33. When it comes to loss of profit, certain amount of guesswork and leeway is permitted and the Arbitral Tribunal can employ honest guess work and a rough and ready method for quantifying the damage. GCC61(3) provides that a contractor shall have no claim to any payment of compensation or otherwise howsoever on account of any profit or advantage which he might have derived from the execution of the work in full but which he did not derive in consequence of determination of contract.
34. The above Clause can be put against the petitioner if the termination of the contract was legal. This Court has already held that the termination of contract is illegal and unlawful. Under such circumstances, the petitioner will be entitled for loss of profit. However, there must be some basis for calculating this loss. The only basis on which the petitioner is claiming for loss of profit is the balance work not completed and out of which the petitioner is claiming for 10%. Such a claim cannot be awarded mechanically without giving reasons on the underlying facts which ultimately leads to adopting a formula to calculate loss of profit. Just because the Arbitral Tribunal or the Court are given the leeway or the scope for guesswork, that does not mean that an arbitrary amount can be fixed without reasons. In the case in hand, the claimant is seeking for loss of profit at 10% on the balance work that was not completed and that certainly cannot form the basis for awarding compensation under the head of loss of profit. Hence, this Court is not inclined to interfere with the finding of the Arbitral Tribunal insofar as Claim No.11 is concerned.
35. The last issue that arises for consideration is as to whether the petitioner will be entitled to claim for payment of interest towards the EMD, PG and SD that has to be refunded by the respondent.
36. Under normal circumstances, these amounts will not carry any interest and it has to be refunded as such. However, these amounts have been retained by the respondent by forfeiting these amounts and such forfeiture was held to be illegal by this Court. Therefore, the petitioner will be certainly entitled for payment of interest on the EMD, PG and SD.

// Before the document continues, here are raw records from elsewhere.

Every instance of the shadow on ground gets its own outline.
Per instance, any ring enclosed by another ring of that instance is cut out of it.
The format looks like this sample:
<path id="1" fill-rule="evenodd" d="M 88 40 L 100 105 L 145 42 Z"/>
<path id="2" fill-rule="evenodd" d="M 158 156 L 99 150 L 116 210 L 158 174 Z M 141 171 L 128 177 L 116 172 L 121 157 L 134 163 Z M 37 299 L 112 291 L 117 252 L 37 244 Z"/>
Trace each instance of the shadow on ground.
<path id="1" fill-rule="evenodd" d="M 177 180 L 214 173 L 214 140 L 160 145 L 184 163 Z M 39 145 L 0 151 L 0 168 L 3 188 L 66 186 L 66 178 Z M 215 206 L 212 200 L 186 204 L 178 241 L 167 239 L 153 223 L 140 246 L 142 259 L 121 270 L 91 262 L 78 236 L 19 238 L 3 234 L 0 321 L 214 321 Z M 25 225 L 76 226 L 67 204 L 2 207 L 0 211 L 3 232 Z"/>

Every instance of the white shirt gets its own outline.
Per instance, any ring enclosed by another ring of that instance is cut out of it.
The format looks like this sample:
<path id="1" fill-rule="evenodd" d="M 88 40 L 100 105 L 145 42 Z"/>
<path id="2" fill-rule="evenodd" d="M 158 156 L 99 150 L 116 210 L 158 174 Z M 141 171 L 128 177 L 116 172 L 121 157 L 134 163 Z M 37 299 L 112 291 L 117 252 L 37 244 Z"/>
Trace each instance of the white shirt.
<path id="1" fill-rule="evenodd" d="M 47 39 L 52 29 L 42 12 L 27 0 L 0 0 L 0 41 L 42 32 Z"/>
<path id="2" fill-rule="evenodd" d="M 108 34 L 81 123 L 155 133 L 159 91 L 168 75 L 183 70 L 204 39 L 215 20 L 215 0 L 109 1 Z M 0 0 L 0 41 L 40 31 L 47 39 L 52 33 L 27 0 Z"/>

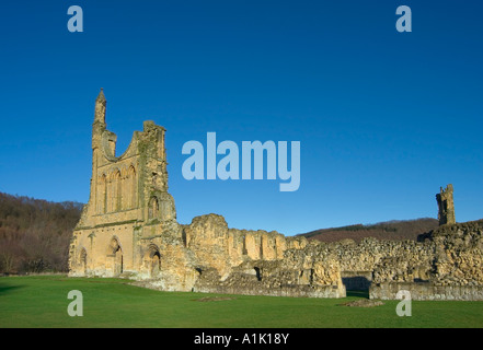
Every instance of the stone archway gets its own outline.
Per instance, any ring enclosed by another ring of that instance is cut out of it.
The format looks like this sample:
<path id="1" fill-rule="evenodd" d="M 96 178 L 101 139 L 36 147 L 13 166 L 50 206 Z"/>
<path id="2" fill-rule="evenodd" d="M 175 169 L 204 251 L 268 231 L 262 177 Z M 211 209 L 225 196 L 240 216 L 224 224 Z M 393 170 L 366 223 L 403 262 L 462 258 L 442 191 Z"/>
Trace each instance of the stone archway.
<path id="1" fill-rule="evenodd" d="M 79 262 L 82 273 L 84 276 L 88 275 L 88 252 L 85 250 L 85 248 L 82 248 L 80 253 Z"/>
<path id="2" fill-rule="evenodd" d="M 124 270 L 123 249 L 117 237 L 111 240 L 107 248 L 107 261 L 111 260 L 111 269 L 113 276 L 119 276 Z"/>
<path id="3" fill-rule="evenodd" d="M 151 244 L 145 254 L 145 267 L 151 278 L 161 272 L 161 254 L 154 244 Z"/>

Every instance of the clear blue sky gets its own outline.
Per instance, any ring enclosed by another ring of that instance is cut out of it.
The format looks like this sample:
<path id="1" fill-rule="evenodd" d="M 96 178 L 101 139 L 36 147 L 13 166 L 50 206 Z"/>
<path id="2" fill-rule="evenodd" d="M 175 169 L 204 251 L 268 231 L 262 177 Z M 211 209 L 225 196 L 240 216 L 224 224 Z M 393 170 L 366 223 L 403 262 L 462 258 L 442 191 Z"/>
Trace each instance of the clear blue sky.
<path id="1" fill-rule="evenodd" d="M 83 33 L 67 30 L 70 5 Z M 412 9 L 398 33 L 395 9 Z M 168 129 L 177 219 L 287 235 L 437 217 L 483 218 L 482 1 L 2 1 L 0 191 L 87 202 L 100 88 L 118 153 Z M 301 142 L 279 180 L 192 180 L 183 143 Z"/>

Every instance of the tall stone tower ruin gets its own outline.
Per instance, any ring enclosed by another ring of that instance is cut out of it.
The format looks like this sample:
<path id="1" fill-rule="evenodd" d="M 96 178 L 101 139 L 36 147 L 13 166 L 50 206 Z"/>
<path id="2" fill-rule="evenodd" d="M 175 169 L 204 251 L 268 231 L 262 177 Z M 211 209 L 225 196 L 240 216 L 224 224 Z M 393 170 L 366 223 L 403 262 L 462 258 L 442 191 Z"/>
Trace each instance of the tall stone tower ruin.
<path id="1" fill-rule="evenodd" d="M 446 186 L 446 189 L 442 189 L 442 187 L 439 189 L 439 194 L 436 195 L 436 201 L 438 202 L 439 225 L 456 223 L 451 184 Z"/>

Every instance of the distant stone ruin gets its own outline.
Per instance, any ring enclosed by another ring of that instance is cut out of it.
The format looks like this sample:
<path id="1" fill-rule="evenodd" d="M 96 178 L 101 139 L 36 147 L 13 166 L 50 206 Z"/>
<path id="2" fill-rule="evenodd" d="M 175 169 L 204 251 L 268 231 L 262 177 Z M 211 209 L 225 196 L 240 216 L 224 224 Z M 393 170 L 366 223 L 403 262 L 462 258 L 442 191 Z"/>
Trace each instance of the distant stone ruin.
<path id="1" fill-rule="evenodd" d="M 122 155 L 95 102 L 88 205 L 70 244 L 69 276 L 124 277 L 164 291 L 371 299 L 483 300 L 483 222 L 455 223 L 452 186 L 438 195 L 441 226 L 424 242 L 359 244 L 228 228 L 221 215 L 176 221 L 168 192 L 165 129 L 145 121 Z M 442 210 L 441 210 L 442 208 Z"/>
<path id="2" fill-rule="evenodd" d="M 436 195 L 436 201 L 438 202 L 439 224 L 446 225 L 456 223 L 451 184 L 446 186 L 446 189 L 442 189 L 442 187 L 439 189 L 439 194 Z"/>

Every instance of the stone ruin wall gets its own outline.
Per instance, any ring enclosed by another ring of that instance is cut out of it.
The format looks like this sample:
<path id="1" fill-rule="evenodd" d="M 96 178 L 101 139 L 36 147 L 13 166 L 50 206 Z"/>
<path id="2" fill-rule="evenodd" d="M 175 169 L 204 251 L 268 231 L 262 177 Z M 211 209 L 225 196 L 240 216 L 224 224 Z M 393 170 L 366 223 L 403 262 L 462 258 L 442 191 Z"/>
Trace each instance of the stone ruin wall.
<path id="1" fill-rule="evenodd" d="M 441 225 L 424 242 L 359 244 L 228 229 L 215 214 L 184 231 L 187 241 L 203 242 L 187 245 L 206 262 L 197 291 L 334 298 L 345 296 L 345 278 L 363 277 L 370 298 L 395 299 L 404 287 L 415 300 L 483 300 L 483 221 Z"/>
<path id="2" fill-rule="evenodd" d="M 335 243 L 228 228 L 221 215 L 176 221 L 164 128 L 145 121 L 115 156 L 105 97 L 95 104 L 91 194 L 74 229 L 69 276 L 126 277 L 165 291 L 343 298 L 482 299 L 483 221 L 455 223 L 452 186 L 437 195 L 441 226 L 424 242 Z M 354 282 L 356 281 L 356 282 Z"/>

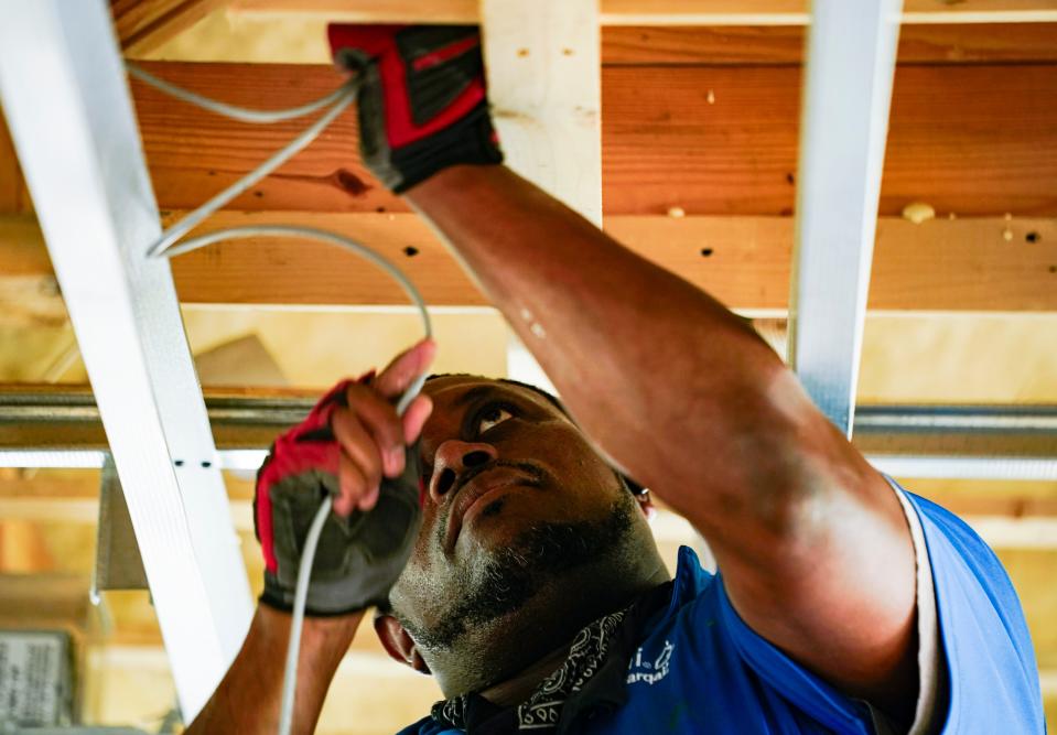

37. In the result, Claim Nos.1 to 4 and 7 are awarded in favour of the petitioner/claimant. Insofar Claim Nos. 2 to 4 are concerned, the EMD, PG, and SD shall be refunded to the petitioner with interest at the rate of 9% p.a., from 30.06.2020 till the date of actual payment. Similarly, the sum of Rs.4,50,000/- for Claim No.7 shall be paid to the petitioner/claimant with interest at the rate of 9% p.a., from 30.06.2020, till the date of actual payment. The counter claims 1 and 2 awarded by the Arbitral Tribunal in favour of the respondent is set aside. The award in all other respects stands confirmed.
38. In the result, this Arbitration Original Petition is allowed in the above terms and there shall be a direction to the respondent to pay cost of a sum of Rs.2,00,000/- to the petitioner.